Recensione: Pay for Pain! [EP]
Con l’EP “Pay for Pain!” i vercellesi Dry Food For Dogs bissano il precedente lavoro, il debut-album “Eat to be Eaten”, uscito nel 2014. Sempre rigorosamente autoprodotto. Circostanza ovvia, per chi naviga coraggiosamente nei marosi oscuri dell’underground. Flutti affollati, nei quali non è per nulla semplice emergere per farsi notare da qualcuno. Sempre che, altrettanto ovviamente, lo si voglia. I vasti sotterranei, difatti, regalano nel buio una liberà di azione sconfinata, che non può essere ingabbiata da nessuno.
Non si sa se questo sia il caso dei Nostri, ma a ben ascoltare “Pay for Pain!” la sensazione che si prova è di assoluta genuinità, di completo piacere nel suonare ciò che si vuole suonare. Nella fattispecie grindcore. Non quello vecchia scuola, però, tipo Napalm Death et similia, quanto, piuttosto, una versione assai più moderna, perfettamente in linea con le più avanzate sonorità nel campo del metallo oltranzista. Parecchio vicina alle forme del death metal, conseguentemente, ma sempre e comunque abbastanza arrabbiata da rompere la schiena a chiunque.
Grindcore, sempre grindcore, dunque.
Molto, molto aggressivo, duro, violento. Che schiuma rabbia, che rivolta in musica uno spirito anticonvenzionale e nichilista, che intende farsi notare per il massimo degli attacchi fonici possibile. Sin dall’opener-track ‘Daily Massacre’, con il suo travolgente riff roteante, i Dry Food For Dogs non lasciano scampo all’apparato uditivo, fra lo screaming/growling alternato/sovrapposto delle linee vocali, il muro di suono innalzato dalle chitarre e l’indomita spinta della sezione ritmica. Pur essendo un prodotto artigianale, “Pay for Pain!” ha un suono più che buono.
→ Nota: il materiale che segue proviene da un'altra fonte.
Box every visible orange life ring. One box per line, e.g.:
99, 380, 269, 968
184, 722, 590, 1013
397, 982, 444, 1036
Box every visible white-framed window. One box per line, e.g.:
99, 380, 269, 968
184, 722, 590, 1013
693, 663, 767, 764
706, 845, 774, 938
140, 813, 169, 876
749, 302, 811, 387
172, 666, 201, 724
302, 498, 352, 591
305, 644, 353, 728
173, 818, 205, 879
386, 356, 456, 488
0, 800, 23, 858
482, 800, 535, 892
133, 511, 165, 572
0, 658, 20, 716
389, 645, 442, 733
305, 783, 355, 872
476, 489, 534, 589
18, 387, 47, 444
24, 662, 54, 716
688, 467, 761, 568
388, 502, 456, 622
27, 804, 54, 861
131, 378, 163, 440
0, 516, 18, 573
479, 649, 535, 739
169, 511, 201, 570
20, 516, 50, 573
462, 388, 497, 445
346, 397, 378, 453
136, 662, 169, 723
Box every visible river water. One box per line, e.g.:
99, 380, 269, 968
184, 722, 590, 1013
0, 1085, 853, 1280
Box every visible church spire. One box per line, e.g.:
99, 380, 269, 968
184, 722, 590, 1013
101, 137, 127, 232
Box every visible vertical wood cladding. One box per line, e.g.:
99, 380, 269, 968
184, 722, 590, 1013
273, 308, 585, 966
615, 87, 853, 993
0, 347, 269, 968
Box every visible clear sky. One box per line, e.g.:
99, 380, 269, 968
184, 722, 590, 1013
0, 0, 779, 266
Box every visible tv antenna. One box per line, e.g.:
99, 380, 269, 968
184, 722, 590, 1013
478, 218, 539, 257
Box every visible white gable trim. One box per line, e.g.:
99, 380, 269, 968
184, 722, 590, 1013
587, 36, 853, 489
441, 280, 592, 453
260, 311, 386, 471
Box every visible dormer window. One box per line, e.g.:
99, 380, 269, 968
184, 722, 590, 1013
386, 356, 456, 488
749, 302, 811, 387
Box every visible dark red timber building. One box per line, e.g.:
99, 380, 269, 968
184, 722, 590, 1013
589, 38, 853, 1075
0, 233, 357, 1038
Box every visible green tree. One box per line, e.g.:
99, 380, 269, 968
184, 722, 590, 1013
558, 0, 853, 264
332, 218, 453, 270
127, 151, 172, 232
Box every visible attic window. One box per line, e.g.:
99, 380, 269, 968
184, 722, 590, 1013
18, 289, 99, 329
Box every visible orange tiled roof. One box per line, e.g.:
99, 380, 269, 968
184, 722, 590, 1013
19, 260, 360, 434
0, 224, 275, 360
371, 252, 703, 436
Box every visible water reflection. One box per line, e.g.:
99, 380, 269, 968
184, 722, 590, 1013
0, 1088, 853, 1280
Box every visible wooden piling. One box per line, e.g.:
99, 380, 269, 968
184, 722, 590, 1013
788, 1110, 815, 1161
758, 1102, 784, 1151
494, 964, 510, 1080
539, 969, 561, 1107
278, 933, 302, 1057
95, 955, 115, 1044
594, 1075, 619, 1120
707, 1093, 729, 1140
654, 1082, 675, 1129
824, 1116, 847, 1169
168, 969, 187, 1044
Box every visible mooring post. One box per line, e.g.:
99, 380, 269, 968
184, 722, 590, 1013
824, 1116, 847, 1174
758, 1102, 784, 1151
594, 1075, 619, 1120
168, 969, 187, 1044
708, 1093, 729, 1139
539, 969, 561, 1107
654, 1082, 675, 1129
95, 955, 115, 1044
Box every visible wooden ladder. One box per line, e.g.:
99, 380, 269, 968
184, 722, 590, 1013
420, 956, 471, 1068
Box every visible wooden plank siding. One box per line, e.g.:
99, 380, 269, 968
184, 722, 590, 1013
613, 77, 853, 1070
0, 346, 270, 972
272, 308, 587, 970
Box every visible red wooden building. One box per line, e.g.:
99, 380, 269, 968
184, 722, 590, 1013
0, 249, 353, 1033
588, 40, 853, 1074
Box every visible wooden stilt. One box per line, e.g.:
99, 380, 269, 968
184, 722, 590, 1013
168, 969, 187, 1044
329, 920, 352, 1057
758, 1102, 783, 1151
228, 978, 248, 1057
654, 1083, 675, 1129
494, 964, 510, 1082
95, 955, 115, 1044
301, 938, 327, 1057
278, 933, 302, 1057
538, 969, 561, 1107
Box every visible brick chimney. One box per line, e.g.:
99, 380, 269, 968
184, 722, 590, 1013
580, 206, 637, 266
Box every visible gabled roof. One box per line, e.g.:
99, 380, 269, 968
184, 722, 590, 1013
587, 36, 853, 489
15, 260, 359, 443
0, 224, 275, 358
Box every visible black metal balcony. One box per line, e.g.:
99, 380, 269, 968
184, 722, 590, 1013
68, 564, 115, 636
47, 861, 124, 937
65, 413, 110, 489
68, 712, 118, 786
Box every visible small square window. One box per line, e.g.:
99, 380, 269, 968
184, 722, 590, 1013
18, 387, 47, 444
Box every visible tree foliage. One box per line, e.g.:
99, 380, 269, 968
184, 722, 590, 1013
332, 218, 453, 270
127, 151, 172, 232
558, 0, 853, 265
Possente ma pulito, veemente ma limpido. Equilibrato. Ove tutto ciò che emette note si può distinguere con chiarezza, anche quando si entra nel territorio, ricco di pericoli, dei blast-beats (‘Screaming Neighbour’).
Le song, peraltro, sono piuttosto articolate, movimentate, ricche di repentine accelerazioni e improvvisi rallentamenti. Il che esige un’adeguata tecnica strumentale, che certamente non manca al quintetto piemontese. In grado, quindi, di trovarsi a proprio agio sia nelle parti più cadenzate (si fa per dire – ‘Cannon Fodder’), sia in quelle iper-cinetiche (‘Pay for Pain’), nel costante rispetto di uno stile che pare essere ormai maturo. Identificativo, cioè, di un marchio di fabbrica proprio.
“Pay for Pain!” mostra che i Dry Food For Dogs meritano una chance per esprimere la loro arte in maniera professionale. A patto, naturalmente, di perdere nemmeno un grammo di accanimento.